Friday, September 29, 2023

Fulton-Bennett Woodblock Prints

Kim Fulton-Bennett: Boulder Creek Library

Kim Fulton-Bennett is a man of many talents, marine biologist, science writer, composer and performer in several musical genres, primary traditional Celtic music where for several years he was half of the Dobhran ("otter" in Gaelic) duo with August O'Connor which entertained at coffee shops, festivals, weddings and private parties in the Santa Cruz area. More recently he performed with Blarney, a larger Celtic band. Inspired by his work at MBARI (Monterey Bay Aquarium Research Institute) he is currently authoring a website Seasons in the Sea which recounts the life stories month by month of conspicuous plants and animals living in and around Monterey Bay. Inspired by his contact with nature through marine bio;ogy, through hiking in the California wilderness and by surfing off the coast of Santa Cruz, Kim has been producing a series of woodblock prints some of which are now on display (Sept--Oct 2023) at the Boulder Creek branch of the Santa Cruz Library.

"I live in the redwood-covered hills behind Santa Cruz," writes Kim, "and spend my free time hiking the mountains and surfing along the wild North Coast.
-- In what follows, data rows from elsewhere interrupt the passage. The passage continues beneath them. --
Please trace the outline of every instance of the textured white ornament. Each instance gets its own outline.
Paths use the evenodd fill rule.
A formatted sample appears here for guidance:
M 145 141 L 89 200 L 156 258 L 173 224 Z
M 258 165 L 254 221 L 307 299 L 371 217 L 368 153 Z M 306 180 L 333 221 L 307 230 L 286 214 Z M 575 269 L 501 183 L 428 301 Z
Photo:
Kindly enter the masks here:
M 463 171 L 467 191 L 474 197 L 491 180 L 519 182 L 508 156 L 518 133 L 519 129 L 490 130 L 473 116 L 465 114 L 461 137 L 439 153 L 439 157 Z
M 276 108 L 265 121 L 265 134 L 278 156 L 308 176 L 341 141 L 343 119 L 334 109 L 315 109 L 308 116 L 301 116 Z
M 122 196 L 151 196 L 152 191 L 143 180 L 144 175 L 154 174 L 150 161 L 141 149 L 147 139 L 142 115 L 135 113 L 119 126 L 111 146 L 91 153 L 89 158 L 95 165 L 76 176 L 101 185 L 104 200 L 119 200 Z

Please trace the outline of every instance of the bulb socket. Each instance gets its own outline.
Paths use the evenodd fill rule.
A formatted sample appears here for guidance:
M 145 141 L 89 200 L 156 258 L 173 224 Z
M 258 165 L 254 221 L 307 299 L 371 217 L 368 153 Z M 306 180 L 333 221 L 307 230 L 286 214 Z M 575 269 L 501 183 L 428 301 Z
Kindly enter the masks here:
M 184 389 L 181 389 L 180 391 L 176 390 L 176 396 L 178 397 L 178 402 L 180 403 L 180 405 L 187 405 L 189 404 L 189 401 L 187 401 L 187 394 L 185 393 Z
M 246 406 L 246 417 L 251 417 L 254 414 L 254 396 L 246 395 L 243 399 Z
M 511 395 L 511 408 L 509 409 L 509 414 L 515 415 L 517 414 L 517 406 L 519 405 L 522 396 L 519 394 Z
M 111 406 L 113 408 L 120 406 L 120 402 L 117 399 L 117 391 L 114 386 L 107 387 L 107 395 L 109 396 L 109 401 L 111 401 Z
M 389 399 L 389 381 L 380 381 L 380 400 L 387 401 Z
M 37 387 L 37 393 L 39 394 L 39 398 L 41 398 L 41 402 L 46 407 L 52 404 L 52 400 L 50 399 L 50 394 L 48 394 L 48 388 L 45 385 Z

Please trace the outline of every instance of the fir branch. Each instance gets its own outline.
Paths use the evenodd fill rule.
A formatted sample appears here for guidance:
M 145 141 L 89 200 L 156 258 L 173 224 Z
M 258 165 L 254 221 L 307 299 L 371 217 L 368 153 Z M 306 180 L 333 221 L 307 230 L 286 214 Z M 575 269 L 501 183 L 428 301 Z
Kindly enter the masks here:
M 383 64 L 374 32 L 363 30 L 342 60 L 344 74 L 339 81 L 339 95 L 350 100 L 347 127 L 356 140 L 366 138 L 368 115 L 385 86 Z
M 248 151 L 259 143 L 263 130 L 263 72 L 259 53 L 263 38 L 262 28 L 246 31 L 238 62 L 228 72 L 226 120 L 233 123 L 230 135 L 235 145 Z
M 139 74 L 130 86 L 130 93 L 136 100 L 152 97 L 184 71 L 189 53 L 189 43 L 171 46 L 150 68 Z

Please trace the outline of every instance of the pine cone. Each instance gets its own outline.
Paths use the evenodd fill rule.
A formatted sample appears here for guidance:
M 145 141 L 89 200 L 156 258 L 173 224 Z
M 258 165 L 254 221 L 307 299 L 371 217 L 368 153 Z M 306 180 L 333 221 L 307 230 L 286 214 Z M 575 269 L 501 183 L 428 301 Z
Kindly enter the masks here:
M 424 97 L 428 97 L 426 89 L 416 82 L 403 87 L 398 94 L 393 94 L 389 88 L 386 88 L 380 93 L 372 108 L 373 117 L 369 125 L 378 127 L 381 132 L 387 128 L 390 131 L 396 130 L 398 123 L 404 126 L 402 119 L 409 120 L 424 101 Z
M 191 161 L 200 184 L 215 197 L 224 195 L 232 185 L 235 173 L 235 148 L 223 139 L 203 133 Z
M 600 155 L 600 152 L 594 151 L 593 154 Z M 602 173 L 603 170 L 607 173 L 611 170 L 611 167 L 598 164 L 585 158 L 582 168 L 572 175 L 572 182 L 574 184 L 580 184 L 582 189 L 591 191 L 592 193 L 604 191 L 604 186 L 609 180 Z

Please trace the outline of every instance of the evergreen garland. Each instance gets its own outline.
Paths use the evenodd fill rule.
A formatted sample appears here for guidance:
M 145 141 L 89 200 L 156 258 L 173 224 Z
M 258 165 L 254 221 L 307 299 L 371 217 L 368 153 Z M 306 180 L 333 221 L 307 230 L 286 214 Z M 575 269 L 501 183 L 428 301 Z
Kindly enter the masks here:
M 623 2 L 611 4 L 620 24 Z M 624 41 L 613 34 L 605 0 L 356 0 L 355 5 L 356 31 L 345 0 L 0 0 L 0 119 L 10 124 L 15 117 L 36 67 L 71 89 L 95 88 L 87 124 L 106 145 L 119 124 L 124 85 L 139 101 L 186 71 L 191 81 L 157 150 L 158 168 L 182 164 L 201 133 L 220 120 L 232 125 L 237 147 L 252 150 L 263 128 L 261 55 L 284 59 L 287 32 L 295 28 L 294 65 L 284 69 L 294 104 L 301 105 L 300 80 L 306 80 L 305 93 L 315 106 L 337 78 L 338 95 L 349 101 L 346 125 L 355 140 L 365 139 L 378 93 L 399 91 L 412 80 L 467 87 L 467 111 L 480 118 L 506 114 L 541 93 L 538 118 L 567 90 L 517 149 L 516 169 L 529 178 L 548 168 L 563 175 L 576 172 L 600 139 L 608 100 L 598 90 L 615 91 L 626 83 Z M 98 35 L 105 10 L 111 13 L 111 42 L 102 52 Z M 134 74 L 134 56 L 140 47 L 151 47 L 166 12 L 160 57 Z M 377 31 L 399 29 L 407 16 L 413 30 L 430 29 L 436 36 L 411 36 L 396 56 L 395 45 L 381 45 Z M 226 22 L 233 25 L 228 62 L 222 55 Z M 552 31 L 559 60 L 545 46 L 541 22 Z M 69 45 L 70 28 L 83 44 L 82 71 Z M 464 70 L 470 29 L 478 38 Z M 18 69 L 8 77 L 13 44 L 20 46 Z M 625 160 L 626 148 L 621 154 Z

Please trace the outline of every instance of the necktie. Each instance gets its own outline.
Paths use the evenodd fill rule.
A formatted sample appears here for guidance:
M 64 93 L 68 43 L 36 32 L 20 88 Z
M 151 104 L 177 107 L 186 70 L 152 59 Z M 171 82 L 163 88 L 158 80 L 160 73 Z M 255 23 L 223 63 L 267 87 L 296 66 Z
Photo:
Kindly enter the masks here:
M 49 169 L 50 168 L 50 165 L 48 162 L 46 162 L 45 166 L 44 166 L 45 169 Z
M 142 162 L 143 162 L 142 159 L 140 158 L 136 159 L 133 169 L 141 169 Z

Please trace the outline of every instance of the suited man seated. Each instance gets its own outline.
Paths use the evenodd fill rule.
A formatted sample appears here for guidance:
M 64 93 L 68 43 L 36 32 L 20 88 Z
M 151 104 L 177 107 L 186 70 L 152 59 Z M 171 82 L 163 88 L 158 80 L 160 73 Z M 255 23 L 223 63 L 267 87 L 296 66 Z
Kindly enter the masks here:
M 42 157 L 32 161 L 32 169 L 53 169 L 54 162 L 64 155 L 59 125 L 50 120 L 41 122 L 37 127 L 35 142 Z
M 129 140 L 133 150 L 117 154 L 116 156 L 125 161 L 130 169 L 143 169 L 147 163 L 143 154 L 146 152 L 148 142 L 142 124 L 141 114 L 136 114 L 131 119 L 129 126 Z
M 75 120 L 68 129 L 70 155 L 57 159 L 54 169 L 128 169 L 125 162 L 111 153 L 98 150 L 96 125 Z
That's where I get the inspiration for most of my wookblock prints."

"My first woodblocks were simple designs for friends and relatives. But I soon fell in love with the magical process of carving a design into a block of wood, inking the block, and then seeing the design on a piece of paper."

"I carve my woodblocks by hand and make prints in small editions of 5 to 15 prints. Each print is signed, numbered, and dated. Because they are hand made, each print is unique."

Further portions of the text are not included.